When I run this with mpirun -n 4 or higher number of processes I do not get the right number of local values, the rest hangs and does not return:

0.8.0
Info    : Reading 'meshes/urbanek/mesh.msh'...
Info    : 75 entities
Info    : 224103 nodes
Info    : 1255543 elements                                              
Info    : Done reading 'meshes/urbanek/mesh.msh'                           
rank = 0, value =  0.0
rank = 2, value =  0.0

rank 1 and 3 do not return anything and the process keeps running forever.

Btw. when I use dS instead of dS(2) it does work and every rank returns its local value.

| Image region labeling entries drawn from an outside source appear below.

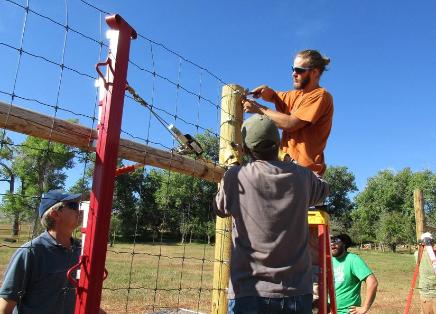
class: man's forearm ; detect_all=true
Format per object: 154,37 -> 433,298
0,298 -> 17,314
259,105 -> 308,132
363,275 -> 378,311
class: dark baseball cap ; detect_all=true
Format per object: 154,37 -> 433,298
331,233 -> 355,249
38,190 -> 82,218
241,114 -> 280,153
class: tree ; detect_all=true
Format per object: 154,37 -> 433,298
2,136 -> 74,235
324,166 -> 357,232
352,168 -> 436,251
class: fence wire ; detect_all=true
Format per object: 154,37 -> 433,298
0,0 -> 237,313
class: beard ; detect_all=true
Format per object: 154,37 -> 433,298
294,76 -> 310,89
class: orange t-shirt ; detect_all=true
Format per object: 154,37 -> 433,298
275,87 -> 333,176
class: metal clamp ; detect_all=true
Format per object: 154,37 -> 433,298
95,58 -> 114,89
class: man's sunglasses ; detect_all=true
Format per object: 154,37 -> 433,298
62,202 -> 80,210
291,66 -> 312,74
330,238 -> 342,244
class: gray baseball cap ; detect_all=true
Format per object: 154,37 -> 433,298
241,114 -> 280,153
38,190 -> 82,217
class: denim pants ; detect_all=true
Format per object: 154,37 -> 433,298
228,294 -> 312,314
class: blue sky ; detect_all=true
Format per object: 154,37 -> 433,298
0,0 -> 436,190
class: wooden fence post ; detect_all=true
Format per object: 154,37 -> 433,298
413,189 -> 425,240
211,85 -> 244,314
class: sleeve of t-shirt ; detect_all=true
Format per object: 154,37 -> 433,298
212,168 -> 234,218
274,91 -> 292,113
351,255 -> 372,281
0,248 -> 32,302
292,91 -> 332,124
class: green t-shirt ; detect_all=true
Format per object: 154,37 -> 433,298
415,249 -> 436,298
333,252 -> 372,314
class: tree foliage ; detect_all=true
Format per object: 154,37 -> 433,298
352,168 -> 436,250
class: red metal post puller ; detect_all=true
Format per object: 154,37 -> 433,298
75,15 -> 136,314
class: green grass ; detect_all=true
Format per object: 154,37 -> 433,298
0,224 -> 426,314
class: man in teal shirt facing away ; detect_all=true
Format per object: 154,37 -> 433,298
331,234 -> 378,314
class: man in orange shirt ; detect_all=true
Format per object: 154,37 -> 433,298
243,50 -> 333,176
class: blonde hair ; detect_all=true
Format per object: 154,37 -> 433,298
41,202 -> 64,230
297,49 -> 330,76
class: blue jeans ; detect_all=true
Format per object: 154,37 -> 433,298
228,294 -> 312,314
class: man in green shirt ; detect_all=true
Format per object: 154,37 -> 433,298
331,234 -> 378,314
415,233 -> 436,314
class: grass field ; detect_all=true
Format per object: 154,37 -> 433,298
0,225 -> 420,314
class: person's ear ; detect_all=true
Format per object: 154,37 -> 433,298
49,210 -> 60,219
311,68 -> 320,78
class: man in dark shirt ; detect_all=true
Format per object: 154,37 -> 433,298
214,114 -> 329,313
0,190 -> 81,314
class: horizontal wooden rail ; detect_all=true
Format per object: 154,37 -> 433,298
0,101 -> 225,182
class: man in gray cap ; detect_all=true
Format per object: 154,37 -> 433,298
0,190 -> 81,314
214,114 -> 329,313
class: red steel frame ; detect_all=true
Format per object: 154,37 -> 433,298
75,15 -> 136,314
310,215 -> 337,314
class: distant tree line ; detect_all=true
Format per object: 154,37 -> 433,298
0,131 -> 436,251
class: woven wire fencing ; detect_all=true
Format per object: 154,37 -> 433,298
0,0 -> 235,313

The result when the program contains dS instead of dS(2) is this:

0.8.0
Info    : Reading 'meshes/urbanek/mesh.msh'...
Info    : 75 entities
Info    : 224103 nodes
Info    : 1255543 elements                                              
Info    : Done reading 'meshes/urbanek/mesh.msh'                           
rank = 0, value =  1159.8587287839784
rank = 2, value =  1257.3998569644205
rank = 3, value =  233.38589352944297
rank = 1, value =  165.13436971572628

Temporary fix is to all

for i in range(domain.topology.dim + 1):
    domain.topology.create_entities(i)

prior to assembly.

Issue posted at:

1 Like

I see that a PR that should solve this has been also requested by you.

Thank you for looking into this, you are the best @dokken !

Yes, it might need some TLC, but it at least fixes it when I run the example you posted on my system, and my smaller manufactured example. There are some slightly bigger issues that this points to, that also has to be addressed (but it shouldn’t affect the API directly).